I spent all of Tuesday contacting the powers that be: nursing supervisor, disability rights advocate, and pediatrician to get the Day 1 errors corrected, as well as getting a space held at his old private school in case the public school placement fell through. Most f all, I quickly adapted to the possibility of things not going as planned, of another year of twisting ourselves into pretzels to keep work and Giac together.
On Wednesday, everyone hopped to. When I pulled up at the car rider drop off, the teacher was there waiting: Did I have the new orders from the doctor about when to give neb treatments? She called a few hours later to set a time for the meeting, now to also include the special ed director, school principal and nurse supervisor. That day he ate everything and asthma went fine. Thursday's meeting was reassuring.
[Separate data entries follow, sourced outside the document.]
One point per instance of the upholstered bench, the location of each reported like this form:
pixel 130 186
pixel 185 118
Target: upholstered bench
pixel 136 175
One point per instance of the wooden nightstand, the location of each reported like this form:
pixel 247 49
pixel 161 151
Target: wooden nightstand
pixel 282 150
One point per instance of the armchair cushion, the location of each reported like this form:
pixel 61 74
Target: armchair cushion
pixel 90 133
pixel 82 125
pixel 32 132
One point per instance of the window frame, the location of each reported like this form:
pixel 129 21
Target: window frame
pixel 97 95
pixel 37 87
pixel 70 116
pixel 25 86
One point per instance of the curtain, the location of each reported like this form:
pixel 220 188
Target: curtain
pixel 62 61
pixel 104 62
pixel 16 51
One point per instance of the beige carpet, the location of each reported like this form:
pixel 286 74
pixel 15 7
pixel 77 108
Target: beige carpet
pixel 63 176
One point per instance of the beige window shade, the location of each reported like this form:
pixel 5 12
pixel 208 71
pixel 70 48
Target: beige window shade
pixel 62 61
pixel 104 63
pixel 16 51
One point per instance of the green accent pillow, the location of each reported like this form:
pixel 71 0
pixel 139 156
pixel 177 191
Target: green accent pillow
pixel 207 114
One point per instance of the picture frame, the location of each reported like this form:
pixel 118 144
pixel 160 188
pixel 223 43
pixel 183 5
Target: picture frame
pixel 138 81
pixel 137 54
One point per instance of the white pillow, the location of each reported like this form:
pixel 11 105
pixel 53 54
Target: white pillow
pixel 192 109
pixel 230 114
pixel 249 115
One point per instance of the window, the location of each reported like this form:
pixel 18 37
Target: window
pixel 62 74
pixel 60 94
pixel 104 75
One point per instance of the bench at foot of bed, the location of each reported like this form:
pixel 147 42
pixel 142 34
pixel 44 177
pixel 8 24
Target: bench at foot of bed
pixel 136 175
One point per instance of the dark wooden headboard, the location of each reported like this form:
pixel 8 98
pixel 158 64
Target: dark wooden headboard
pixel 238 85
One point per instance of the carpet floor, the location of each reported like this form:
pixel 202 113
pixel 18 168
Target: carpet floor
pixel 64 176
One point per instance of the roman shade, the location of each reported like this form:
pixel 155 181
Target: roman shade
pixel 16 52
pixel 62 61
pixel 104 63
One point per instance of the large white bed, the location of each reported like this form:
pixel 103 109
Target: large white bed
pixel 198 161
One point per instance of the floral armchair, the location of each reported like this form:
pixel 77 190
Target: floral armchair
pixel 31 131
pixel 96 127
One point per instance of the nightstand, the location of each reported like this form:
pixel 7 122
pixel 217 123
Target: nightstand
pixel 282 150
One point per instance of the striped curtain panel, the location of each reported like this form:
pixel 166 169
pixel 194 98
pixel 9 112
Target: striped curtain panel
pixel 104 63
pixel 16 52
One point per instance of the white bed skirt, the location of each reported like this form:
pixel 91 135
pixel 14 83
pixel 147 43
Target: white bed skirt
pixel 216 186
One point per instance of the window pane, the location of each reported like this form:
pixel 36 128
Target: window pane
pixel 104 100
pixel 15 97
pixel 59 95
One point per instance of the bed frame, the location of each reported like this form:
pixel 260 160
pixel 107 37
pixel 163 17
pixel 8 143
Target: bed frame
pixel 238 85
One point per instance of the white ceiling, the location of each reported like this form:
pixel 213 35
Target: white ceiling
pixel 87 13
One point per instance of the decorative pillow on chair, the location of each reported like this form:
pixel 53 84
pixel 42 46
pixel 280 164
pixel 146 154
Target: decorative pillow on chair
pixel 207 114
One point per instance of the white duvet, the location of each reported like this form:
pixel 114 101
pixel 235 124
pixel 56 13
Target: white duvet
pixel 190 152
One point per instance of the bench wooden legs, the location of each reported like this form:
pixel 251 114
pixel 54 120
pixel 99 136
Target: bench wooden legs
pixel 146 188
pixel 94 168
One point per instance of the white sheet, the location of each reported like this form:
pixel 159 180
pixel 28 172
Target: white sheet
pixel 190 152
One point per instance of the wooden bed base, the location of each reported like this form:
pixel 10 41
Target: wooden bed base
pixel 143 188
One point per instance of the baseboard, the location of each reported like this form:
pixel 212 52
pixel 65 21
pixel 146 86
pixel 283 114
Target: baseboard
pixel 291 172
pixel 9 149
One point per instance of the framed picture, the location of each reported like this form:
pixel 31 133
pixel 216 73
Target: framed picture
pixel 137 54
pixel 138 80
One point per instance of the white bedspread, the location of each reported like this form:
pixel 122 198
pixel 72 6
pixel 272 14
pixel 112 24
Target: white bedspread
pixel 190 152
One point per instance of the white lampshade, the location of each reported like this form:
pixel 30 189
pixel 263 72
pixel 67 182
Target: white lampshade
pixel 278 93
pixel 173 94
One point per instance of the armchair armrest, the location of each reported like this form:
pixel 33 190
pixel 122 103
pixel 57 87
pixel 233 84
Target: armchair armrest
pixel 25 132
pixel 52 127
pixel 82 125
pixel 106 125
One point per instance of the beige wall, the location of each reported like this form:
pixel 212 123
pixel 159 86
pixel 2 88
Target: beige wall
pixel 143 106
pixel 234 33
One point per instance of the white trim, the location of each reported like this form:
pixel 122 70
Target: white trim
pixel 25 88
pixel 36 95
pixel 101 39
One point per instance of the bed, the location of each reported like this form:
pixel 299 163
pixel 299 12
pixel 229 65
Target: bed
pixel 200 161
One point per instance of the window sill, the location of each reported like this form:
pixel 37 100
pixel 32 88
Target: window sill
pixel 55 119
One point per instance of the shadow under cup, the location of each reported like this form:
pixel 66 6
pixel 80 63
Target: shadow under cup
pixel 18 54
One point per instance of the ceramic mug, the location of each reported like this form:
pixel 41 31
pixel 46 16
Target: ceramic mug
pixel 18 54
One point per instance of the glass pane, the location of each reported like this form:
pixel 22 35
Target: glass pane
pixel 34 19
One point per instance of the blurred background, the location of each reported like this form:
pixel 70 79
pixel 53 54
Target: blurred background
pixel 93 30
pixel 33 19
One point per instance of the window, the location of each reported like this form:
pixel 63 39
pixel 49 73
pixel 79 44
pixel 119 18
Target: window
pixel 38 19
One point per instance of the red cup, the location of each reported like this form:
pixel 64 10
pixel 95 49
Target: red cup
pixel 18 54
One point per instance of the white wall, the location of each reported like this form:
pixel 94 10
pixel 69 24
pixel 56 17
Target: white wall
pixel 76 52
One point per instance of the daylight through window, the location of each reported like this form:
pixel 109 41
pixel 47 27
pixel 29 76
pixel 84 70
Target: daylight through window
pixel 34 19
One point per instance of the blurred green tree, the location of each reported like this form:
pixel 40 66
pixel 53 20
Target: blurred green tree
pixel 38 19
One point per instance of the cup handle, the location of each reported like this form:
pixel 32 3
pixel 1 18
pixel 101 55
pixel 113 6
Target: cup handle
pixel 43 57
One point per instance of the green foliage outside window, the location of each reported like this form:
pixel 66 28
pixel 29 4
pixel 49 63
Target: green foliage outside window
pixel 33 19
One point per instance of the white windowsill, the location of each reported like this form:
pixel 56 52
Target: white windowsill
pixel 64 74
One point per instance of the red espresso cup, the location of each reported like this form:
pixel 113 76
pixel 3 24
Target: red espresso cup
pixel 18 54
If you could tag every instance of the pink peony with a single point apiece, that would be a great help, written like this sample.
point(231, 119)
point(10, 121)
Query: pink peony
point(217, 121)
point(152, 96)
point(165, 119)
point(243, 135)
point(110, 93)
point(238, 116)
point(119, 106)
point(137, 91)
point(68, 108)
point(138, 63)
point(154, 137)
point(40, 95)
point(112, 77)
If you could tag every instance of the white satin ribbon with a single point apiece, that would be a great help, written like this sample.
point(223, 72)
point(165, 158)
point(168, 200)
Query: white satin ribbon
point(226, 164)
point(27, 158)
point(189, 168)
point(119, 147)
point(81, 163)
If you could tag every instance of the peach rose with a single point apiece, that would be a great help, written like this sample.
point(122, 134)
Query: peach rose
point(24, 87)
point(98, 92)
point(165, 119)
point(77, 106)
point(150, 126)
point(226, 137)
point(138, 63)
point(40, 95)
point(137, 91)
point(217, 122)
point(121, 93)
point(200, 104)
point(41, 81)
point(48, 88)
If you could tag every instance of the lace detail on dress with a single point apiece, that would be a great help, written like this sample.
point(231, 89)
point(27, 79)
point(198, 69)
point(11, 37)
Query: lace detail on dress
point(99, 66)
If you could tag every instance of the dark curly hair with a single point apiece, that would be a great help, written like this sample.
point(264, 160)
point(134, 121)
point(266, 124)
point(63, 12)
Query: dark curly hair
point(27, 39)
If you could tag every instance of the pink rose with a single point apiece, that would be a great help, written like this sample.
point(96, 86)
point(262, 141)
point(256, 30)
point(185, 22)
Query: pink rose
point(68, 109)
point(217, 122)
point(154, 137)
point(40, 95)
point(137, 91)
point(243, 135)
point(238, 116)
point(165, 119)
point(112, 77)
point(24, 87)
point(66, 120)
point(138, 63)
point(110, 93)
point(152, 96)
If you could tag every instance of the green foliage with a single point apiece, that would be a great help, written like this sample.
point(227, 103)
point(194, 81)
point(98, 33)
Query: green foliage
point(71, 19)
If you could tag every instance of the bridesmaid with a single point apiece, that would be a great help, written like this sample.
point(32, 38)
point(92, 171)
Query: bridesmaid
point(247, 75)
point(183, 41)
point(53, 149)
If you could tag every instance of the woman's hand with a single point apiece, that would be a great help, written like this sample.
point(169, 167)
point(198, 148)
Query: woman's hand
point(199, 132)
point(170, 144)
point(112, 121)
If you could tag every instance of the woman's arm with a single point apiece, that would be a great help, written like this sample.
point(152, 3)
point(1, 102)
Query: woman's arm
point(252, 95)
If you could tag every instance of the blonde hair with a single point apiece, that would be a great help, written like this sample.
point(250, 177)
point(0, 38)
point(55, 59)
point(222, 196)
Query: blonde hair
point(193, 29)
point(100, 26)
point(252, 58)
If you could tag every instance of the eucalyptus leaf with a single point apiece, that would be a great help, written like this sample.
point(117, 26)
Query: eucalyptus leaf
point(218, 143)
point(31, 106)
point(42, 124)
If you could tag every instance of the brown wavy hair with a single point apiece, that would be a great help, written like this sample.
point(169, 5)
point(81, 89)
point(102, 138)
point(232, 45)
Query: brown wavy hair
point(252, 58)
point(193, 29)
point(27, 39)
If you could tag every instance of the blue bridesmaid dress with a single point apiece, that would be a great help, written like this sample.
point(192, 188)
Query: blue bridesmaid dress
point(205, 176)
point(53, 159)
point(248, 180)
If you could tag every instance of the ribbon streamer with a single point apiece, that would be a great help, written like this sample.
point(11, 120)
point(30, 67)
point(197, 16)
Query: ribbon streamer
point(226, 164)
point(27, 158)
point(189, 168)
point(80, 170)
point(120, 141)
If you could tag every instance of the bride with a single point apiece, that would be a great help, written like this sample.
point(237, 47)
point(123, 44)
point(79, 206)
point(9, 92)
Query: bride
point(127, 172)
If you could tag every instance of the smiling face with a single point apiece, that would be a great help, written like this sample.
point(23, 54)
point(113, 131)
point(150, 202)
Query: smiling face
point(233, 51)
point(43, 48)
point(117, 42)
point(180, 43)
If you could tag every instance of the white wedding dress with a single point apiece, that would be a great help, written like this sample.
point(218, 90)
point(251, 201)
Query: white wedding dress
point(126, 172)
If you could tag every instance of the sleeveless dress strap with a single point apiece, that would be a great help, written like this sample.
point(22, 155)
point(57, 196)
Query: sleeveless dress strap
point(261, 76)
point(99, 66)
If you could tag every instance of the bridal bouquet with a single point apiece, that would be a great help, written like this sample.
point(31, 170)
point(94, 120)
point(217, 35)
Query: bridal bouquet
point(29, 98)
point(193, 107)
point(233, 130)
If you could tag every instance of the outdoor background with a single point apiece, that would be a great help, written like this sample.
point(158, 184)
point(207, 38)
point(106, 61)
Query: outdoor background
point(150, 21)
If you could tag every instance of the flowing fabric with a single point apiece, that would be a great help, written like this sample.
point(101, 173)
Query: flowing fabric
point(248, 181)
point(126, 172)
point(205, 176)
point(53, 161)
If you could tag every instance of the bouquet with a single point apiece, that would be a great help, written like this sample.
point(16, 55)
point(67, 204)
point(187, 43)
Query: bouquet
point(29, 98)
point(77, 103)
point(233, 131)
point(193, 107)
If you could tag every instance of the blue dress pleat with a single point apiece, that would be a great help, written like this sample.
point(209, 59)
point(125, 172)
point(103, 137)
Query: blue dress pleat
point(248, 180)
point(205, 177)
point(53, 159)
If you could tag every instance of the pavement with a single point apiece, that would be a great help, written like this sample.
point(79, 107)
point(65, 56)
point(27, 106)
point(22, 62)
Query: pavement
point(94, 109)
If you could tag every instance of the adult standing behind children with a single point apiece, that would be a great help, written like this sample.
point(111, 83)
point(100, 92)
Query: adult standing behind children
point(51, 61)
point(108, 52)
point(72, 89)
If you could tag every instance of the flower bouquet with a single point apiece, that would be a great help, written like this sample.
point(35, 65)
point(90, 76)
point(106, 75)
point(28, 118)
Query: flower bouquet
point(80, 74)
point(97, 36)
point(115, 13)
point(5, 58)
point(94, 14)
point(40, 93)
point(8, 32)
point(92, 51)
All of them seemed genuinely committed to meeting his needs. Most meaningful to me was my and the teacher's sharing of our complementary fears. She feared unintentionally harming him for lack of understanding/knowledge abt his needs/time to address given the competing demand of the other children. I feared they wouldn't take good care of my baby. The self-imposed pressure of making this transition without losing weight so that we would meet our goal of taking his tube out in October as planned doesn't help, of course. I see solid support this year as critical to his successful transition to a regular ed classroom at his brother's school next year, which is
really important to him and me. The feeding tube is only one step (albeit a huge one) in this direction.
Anyway, since that big bad start, he has done great - eating and drinking everything almost everyday. Yesterday he worried me bc he was hard to wake, refused to eat breakfast, complained of a headache, cried when dropped at school... I feared regressing. Indeed, his appetite was down all day, but today he was back on his game. So, I just had to trust that he can weather the blips. It's my challenge probably more than his. His big motivator is a $150 Lego Star Wars set that I have promised to get for him when he has earned 100 "chicken bucks." He gets 1 buck for each meal (including glass of milk) that he completes. So far, in less than 3 weeks, he has garnered 27! I had better save my pennies! I expect he will have it before Halloween.
Keep your fingers crossed for us -- or me at least.